Premier Wade MacLauchlan outside the provincial government buildings in Charlottetown Tuesday, a day after leading the Liberals to a third straight majority government.
Premier Wade MacLauchlan outside the provincial government buildings in Charlottetown Tuesday, a day after leading the Liberals to a third straight majority government.

The Liberal Party of P.E.I. leaves little to chance when it comes to winning or holding on to power. It’s one of the reasons why it has won three straight majority governments. With a tough fight expected in the October 2019 provincial election, the party is taking no chances.

The Progressive Conservatives are fresh off a leadership race, which ended amid feelings of peace and goodwill. A united PC party is a threat and the Liberals have signaled they are apprehensive about the rejuvenated Tories.

A less skeptical person might consider it mere coincidence that the day before the Tory convention, Doug Currie grabbed the headlines by resigning as minister of education. That same person might think that Premier Wade MacLauchlan just happened to pick Friday, Oct. 20 at random as the swearing-in date for our new lieutenant governor. The ceremony was guaranteed to steal some of the thunder from the Conservative convention that night.

After first suggesting that the party was in no hurry to call a byelection, the government announced on Tuesday that a party nomination convention is scheduled for this coming Monday. It suggests the government is going to call a byelection sooner than later to test Mr. Aylward’s leadership.

The Liberals obviously had several solid names in mind to make such a bold move. Running for elected office is a major step that requires a lot of thought because of the commitment, sacrifices and money involved. Yet the Liberals had candidates in the field immediately.

It resembled the chain of events in late 2014 when Robert Ghiz announced he was stepping down. The Liberals warned the Opposition that once they selected a new leader, a provincial election was going to follow immediately. The Tories had to move their leadership convention forward several months and candidates – including Mr. Aylward – had to campaign through the dead of winter.

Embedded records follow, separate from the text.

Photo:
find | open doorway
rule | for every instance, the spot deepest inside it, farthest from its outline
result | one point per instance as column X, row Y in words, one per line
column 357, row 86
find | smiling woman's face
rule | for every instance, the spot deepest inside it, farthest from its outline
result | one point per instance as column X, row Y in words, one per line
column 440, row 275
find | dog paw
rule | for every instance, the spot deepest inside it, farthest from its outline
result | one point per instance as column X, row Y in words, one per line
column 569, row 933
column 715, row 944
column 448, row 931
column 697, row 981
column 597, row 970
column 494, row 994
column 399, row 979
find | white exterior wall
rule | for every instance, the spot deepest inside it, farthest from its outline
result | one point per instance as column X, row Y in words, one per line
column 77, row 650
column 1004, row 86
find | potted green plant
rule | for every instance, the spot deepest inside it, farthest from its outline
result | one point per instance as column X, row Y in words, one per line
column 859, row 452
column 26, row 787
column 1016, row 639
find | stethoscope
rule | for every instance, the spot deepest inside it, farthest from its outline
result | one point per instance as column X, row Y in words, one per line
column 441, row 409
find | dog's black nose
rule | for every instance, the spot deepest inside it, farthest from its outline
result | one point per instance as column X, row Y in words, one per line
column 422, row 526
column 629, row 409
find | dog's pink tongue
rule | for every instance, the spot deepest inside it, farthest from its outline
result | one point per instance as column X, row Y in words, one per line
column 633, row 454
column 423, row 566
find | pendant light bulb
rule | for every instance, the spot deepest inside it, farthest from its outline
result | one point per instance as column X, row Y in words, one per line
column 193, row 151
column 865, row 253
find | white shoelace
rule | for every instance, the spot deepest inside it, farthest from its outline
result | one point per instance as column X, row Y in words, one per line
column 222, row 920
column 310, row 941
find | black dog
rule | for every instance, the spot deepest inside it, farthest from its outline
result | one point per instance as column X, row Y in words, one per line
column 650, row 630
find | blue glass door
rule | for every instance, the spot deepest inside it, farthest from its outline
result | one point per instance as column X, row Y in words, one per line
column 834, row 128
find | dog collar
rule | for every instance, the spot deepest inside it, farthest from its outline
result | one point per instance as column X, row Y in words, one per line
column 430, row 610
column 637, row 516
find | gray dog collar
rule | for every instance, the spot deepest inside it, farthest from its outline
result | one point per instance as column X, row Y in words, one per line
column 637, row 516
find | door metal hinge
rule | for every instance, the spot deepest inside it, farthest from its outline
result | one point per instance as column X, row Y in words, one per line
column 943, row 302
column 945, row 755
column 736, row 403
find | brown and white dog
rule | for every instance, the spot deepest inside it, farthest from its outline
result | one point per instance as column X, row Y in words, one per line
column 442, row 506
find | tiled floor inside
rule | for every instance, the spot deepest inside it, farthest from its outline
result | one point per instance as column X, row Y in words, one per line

Skip ahead two years and a similar scenario is in play. The obvious goal is to catch the Tories off guard under their new leader. With recent polls favouring the Liberals, it seems the premier would prefer to test the byelection waters sooner than later.

The Liberals can argue that Charlottetown-Parkdale deserves representation in the legislature as soon as possible, and if the byelection call comes Monday, a new member could take her or his seat by the end of November while the fall sitting of the House is still in mid-session.

The Liberal gamble could backfire. If momentum from the PC convention continues going forward and the party wins the Liberal stronghold in Charlottetown-Parkdale, it sends a powerful message for 2019.

It will be an exciting byelection as it offers voters a chance to render judgment on Premier MacLauchlan, past the midway point of his government.

It’s somewhat ironic that a year ago, Islanders were going to the polls in a plebiscite on electoral reform. It might not be a comparison that Liberals want to hear, but this byelection can be considered as a plebiscite or referendum - on this government.